Reagents is iOS Organic Chemistry reference app that I co-developed with James Ashenhurst. It makes heavy use of ChemDraw CDX files to display structures and reaction schemes.

These structures and reactions schemes are automatically pre-rendered through AppleScript automation of the ChemDraw application. Although this works, it's far from optimal. For example, Reagents runs on iPad 3 (retina) displays. To prevent pixellation, our horizontal resolution measures in the thousands of pixels. The large size of the resulting images means more storage space and longer download times. But the biggest problem lies in the fact that every time we make changes to these ChemDraw files, we must regenerate the corresponding raster image.

It would be so much better to dynamically render these ChemDraw files inside an iOS UI element such as UIWebView.

We'd also like to do interesting things with the ChemDraw files themselves. I won't spill the beans here, but suffice it to say that if we're successful you'll be seeing one or more new iOS apps that repurpose the Reagents content in some interesting ways.

Yet another use case for a pure JavaScript CDX reader and display component would be in interfacing the system clipboard with a paste target in a Web page. ChemWriter currently supports this capability on Windows, but there's much more we could do.

Larger Vision

JavaScript has established a strong foothold in every area of modern computing: tablets; mobile; web browser; and server. But at the same time, there is no full-featured cheminformatics platform, commercial or otherwise, for building chemistry software in JavaScript.
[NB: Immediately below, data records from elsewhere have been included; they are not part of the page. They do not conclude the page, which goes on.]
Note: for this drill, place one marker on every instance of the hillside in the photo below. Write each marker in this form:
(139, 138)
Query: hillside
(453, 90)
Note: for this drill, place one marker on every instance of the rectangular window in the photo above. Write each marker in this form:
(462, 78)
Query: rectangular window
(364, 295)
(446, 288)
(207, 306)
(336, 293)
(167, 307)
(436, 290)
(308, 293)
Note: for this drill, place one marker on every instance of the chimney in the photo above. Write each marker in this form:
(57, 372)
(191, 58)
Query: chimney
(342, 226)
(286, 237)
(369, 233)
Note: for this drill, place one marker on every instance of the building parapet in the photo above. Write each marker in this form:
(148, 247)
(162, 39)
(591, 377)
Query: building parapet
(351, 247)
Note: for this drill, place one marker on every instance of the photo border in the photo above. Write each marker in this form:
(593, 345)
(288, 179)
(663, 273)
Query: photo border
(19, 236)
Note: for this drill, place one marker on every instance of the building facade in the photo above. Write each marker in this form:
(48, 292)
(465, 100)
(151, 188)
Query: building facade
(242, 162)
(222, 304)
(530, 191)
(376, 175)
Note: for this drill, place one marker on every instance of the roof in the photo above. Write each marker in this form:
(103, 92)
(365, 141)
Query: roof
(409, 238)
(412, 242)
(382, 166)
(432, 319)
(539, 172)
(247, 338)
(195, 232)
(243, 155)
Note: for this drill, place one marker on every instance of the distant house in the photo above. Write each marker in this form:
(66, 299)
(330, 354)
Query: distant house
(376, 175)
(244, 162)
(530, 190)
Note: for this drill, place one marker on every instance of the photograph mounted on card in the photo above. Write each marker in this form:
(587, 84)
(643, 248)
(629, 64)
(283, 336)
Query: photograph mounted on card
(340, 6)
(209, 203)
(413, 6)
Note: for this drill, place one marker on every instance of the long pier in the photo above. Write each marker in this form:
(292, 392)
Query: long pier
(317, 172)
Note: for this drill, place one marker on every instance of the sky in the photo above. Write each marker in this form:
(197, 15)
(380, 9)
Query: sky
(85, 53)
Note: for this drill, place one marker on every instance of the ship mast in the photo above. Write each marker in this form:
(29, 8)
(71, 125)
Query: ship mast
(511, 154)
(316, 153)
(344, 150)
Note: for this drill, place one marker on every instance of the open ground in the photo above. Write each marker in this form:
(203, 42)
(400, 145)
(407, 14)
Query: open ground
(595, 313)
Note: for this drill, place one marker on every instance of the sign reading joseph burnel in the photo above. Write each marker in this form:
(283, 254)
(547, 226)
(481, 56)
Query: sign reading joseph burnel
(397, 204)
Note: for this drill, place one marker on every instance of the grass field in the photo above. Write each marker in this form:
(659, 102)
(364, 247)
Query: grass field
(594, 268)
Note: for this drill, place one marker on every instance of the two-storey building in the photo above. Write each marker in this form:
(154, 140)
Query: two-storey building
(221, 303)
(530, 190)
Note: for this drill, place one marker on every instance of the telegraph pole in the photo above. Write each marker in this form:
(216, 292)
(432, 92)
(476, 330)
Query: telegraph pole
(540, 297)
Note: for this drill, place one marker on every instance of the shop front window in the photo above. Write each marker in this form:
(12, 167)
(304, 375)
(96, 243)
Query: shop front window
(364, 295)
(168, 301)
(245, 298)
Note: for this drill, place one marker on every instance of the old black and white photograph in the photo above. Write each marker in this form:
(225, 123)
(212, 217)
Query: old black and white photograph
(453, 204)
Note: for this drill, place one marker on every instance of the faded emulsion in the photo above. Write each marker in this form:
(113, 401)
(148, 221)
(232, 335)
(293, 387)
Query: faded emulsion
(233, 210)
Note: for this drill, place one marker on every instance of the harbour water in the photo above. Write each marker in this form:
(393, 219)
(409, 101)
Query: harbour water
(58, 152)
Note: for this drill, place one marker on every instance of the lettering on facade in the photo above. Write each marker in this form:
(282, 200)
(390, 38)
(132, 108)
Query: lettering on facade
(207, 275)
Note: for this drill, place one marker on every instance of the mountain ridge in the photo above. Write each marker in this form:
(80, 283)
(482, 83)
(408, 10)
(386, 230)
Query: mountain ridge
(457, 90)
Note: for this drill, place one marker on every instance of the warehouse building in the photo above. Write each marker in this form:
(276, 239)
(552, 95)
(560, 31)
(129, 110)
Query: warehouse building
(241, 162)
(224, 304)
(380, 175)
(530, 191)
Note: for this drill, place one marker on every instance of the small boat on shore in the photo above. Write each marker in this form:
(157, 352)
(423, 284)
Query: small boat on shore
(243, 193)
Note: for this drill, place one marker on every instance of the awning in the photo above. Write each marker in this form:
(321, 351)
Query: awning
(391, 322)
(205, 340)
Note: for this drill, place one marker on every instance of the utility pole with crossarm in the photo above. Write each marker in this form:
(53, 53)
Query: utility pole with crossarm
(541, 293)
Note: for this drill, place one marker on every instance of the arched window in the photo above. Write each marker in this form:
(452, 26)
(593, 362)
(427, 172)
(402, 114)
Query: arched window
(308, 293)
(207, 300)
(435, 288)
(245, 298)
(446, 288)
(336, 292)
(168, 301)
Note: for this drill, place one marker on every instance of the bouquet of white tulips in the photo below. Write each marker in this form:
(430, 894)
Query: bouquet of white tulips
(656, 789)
We have many of the components for such a platform, but they're spread over different products and applications. Having been developed over the course of a couple of years, the code itself show signs of needing a refresher. A unified, well-designed JavaScript platform centralizing core cheminformatics functionality would be a valuable asset in the continued development of useful tools and applications.

Given the centrality of the CDX file format in chemistry, we're starting there first.